The operation, which has plants in Rotherham and Stocksbridge in South Yorkshire, will be placed into the hands of the Official Receiver and special managers from advisory firm Teneo. Ongoing wages and costs to keep the plant running will be covered by the Government until a buyer is found. However, bosses at Speciality Steel said the move to wind up the business is “irrational”.
Jeffrey Kabel, chief transformation officer, said: “The decision to push Speciality Steel UK into compulsory liquidation, especially when we have support from the world’s largest asset manager to resume operations and facilitate creditor recovery, is irrational.
“The plan that GFG (Sanjeev Gupta’s parent business) presented to the court would have secured new investment in the UK steel industry, protecting jobs and establishing a sustainable operational platform under a new governance structure with independent oversight.
“Instead, liquidation will now impose prolonged uncertainty and significant costs on UK taxpayers for settlements and related expenses, despite the availability of a commercial solution.”
GFG said it will put forward a bid to retake control of the business alongside debt and equity partners and present this to the Official Receiver.
A Government spokesperson said: “We know this will be a deeply worrying time for staff and their families, but we remain committed to a bright and sustainable future for steelmaking and steelmaking jobs in the UK.
“It is now for the independent Official Receiver to carry out their duties as liquidator, including ensuring employees are paid, while we also make sure staff and local communities are supported.”
UK Steel director general Gareth Stace said: “UK Steel welcomes the Government’s recognition of the importance of the Liberty Speciality Steel assets and hopes that a new owner is found quickly and can inject the investment and working capital required to return production volumes to previous levels.
“The assets produce high-quality, specialist steels that serve high-value markets.
“The low production levels of recent years have left significant holes in the domestic supply chain that have been filled by imports.
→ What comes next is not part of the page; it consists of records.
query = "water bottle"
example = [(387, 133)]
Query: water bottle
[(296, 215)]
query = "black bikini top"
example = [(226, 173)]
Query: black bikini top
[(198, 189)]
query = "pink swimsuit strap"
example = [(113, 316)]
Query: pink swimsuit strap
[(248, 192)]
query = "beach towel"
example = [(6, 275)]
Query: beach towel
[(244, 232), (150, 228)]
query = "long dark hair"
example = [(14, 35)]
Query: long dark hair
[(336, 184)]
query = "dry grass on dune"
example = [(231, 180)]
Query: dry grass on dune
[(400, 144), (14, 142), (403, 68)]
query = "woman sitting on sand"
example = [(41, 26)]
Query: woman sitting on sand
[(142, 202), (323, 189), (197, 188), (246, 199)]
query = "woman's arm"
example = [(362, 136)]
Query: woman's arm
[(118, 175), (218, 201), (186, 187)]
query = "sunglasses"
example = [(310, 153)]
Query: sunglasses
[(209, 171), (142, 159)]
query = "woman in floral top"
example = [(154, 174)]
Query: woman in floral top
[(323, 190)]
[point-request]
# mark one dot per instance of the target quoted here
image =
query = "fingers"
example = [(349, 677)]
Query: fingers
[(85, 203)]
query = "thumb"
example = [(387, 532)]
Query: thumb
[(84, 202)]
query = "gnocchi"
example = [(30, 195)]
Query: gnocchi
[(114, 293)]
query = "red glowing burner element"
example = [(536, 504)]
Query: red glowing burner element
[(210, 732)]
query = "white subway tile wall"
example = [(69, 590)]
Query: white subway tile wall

We hope to see these holes quickly filled by UK-made steel.”
A spokesman for the steelworkers’ union Community said: “These are worrying developments, and we are seeking clarification on what this means for our members and their livelihoods. Jobs must be protected, and these sites – which are vital strategic assets – need to resume production as soon as possible.”
Shadow Business Secretary Andrew Griffith blamed the situation on “Labour’s ruinously high energy costs driven by net zero dogma”.